What politician gives a shit about anything except power? Concern about lives lost is expressed only to advance that interest.


They're Cambodians. Nobody in Europe or North America sincerely gives a shit, as sad as it might be.

Gee, you're ignoring the impact of the film "The Killing Fields".

Sorry, no, you're not, as nobody in the West actually did anything except feel really amazingly awesomely totally authentically, like, really truly seriously amazingly awesomely totally, like, really absolutely outraged about that film.

As for the innocents who were exterminated under Pol Pot, well, who gives a **** once Western conscience has been *****ed?

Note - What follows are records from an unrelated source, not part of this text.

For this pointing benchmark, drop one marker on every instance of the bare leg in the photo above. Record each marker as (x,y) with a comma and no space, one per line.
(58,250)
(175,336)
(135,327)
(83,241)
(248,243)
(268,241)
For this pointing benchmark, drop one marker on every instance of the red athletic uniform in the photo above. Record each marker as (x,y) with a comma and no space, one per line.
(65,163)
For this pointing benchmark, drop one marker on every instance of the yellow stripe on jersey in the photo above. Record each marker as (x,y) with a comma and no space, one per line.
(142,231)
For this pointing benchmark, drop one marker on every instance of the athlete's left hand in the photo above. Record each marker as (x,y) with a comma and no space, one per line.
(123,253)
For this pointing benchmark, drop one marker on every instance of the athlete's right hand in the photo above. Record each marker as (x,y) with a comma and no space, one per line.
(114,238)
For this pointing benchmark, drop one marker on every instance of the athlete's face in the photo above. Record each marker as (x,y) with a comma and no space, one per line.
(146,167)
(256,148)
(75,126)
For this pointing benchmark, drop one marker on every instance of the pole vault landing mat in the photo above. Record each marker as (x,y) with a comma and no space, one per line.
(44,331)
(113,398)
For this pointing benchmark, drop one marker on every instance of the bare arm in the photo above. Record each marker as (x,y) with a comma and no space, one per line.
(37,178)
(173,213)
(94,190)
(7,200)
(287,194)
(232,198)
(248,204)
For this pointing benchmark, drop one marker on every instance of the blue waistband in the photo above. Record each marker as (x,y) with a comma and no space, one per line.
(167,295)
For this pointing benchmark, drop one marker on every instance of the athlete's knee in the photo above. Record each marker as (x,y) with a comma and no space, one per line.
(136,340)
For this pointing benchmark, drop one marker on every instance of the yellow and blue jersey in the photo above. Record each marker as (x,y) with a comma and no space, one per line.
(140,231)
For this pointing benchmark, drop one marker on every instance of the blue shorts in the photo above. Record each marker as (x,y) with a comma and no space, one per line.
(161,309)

They're elsewhere, and, for the largest part, don't have hugely influential lobbies all over the G8 as well as the ownership of huge parts of the media.

Cynic. ;) :o :D

Non_Sequitor
09-28-2009, 04:35 PM
Love the conversation gents...and I'm in total agreement. With regards to Germany finally bestowing a deserved medal on one of its finest, I'm greatly encouraged that perhaps Germany is finally beginning to recover from years of self-loathing. I would have preferred it to have been the original decoration, but I guess we all have to make sacrifices to be politically correct (though it jibes the hell out of me). In the end, though, it's good that heroism is finally being recognized. BTW, cynical as it may be, the Jewish lobby has far more pull in geo-politics than the aforementioned victims of atrocities. It is too bad that we, as a people, cannot seem to move beyond the senseless slaughter of innocents of any kind. We in the U.S. bear the guilt of our own past mistakes, but some mistakes are reminded to us more forcefully than others. Slavery will forever remain a low-point in our history, but the complete slaughter of entire tribes of indigenous peoples is less so. Both should never be forgotten, lest we relive our own history, but one group shouldn't be considered "more worthy" of sympathy or reparations than any another wronged group.